「ここに嫁いだなら実家は関係ないわ。今、貴方は伊集院の娘ではなく帝に嫁いだ側室。その意味、分からないわけじゃないでしょう? ちゃんと教育を受けた香耶殿であるならば、その意味は分かるはずだわ。そして、自分の取るべき振る舞い方も、十分に理解しているでしょう」
「……」
「貴方は、この国のお手本となるべくしてここに嫁いだのでしょう。伊集院の姓を捨て、そして帝に嫁いだ。理解しているわよね」
序列二位の、この国にとって影響力のある家の娘であれば、ちゃんとした教育を受けたはず。なら、この行いが間違った事だと十分に分かるはずよ。今までの行動だって、帝の妻として恥ずかしい事だと分かっているはず。
他人を鬱憤晴らしというだけで傷つけるのは、帝の妻どころか五家の一族、更には序列二位の一族の娘であればとんでもない行為となる。
「……無能のくせに、私に分かったような口を利かないでちょうだい。貴方とは、生まれも、異能も、知能も桁が違うのよ。分かっていないというのならば、教えてあげましょうか?」
彼女の周りには、ふよふよと浮かぶ水の玉。なるほど、口ではなく武力で相手を黙らせるという事ね。
彼女は、上げた手を下ろし私に向かって指差した。それを合図に、水の玉が私に向かって突進してくる。これは今までもあった。相手が相手で面倒だからと仕方なく受けていたけれど……今日は、仕方ないでは済まさない。
異能とは、皆が生まれ持つ霊力を源とし生む力。異能は霊力で作られているものとなる。となれば……霊力には霊力をぶつけ相殺させればいい。
「なっ!?」
「きっ、消え……?」
とはいえ、これだけの異能に霊力をぶつけるのであれば相当な霊力が必要となる。けれど、純粋な、淀みのない霊力であれば、少量であっても止められる。
私の母は、五家の中でも序列三位の一族の出。清廉潔白と謳われるほど、澄んだ霊力を身に宿し生まれる子が多い一族。例え異能が明かりを灯す程度の光の異能であったとしても、母と似て霊力は澄んでいる純粋なもの。
「むっ無能のくせにっ!!」
「えっ」
「きゃぁ!?」
相殺され頭に血が昇ったのか、香耶殿は鋭く尖らせた水を何本も出現させた。怒りを露わにし、身体から漏れ出る大量の霊力に、周りの侍女達は恐怖を感じたのか青ざめ後ずさる。
こんなところで異能を制御せずここまで……と呆れてしまうけれど、さすがにこれは私も止められる自信がない。どうしよう……これは、怪我どころの騒ぎにならない。

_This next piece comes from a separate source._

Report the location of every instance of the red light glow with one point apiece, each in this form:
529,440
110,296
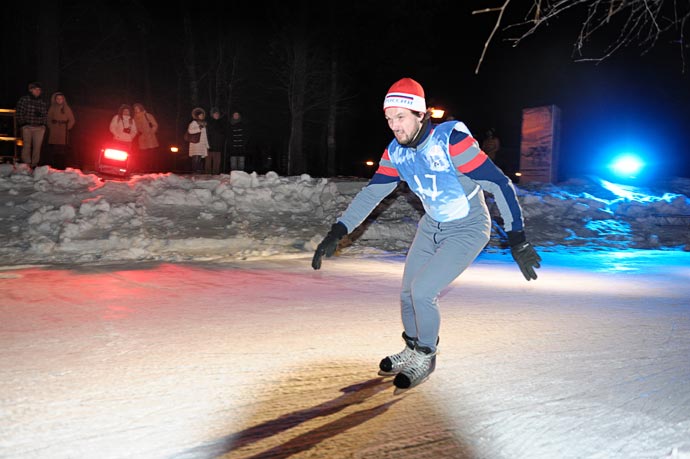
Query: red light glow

でも、これで私が大怪我をしたとなれば、きっと騒ぎになり帝の耳にも入る事でしょうね。果たして、帝はどうなさるのか。……だいぶ怖いけれど、試してみるのも悪くないと思う。怖いけど、恐ろしいけれど。
けれど、その時だった。
「そこまでっ!!」
そんな、霊力を込めた大きな一言が私と香耶殿の間を引き裂いた。
その声は、少し遠くにいた、人物。……帝の秘書官だ。
「香耶殿下、これは一体どういう事でしょうか」
「あ、いえ、これは……」
ここまで異能を露わにしてしまった香耶殿は、どう言い訳を付けようかだいぶ迷っている、いや、焦っている。これが帝の耳に入ってしまったら……と恐れている。
けれど、私としては別に気にする事じゃない。……あっ、そうだ、朧の朝餉忘れてた……!?
きっとお腹を空かせて待ってるわよね。どうしよう、早く戻らなきゃ。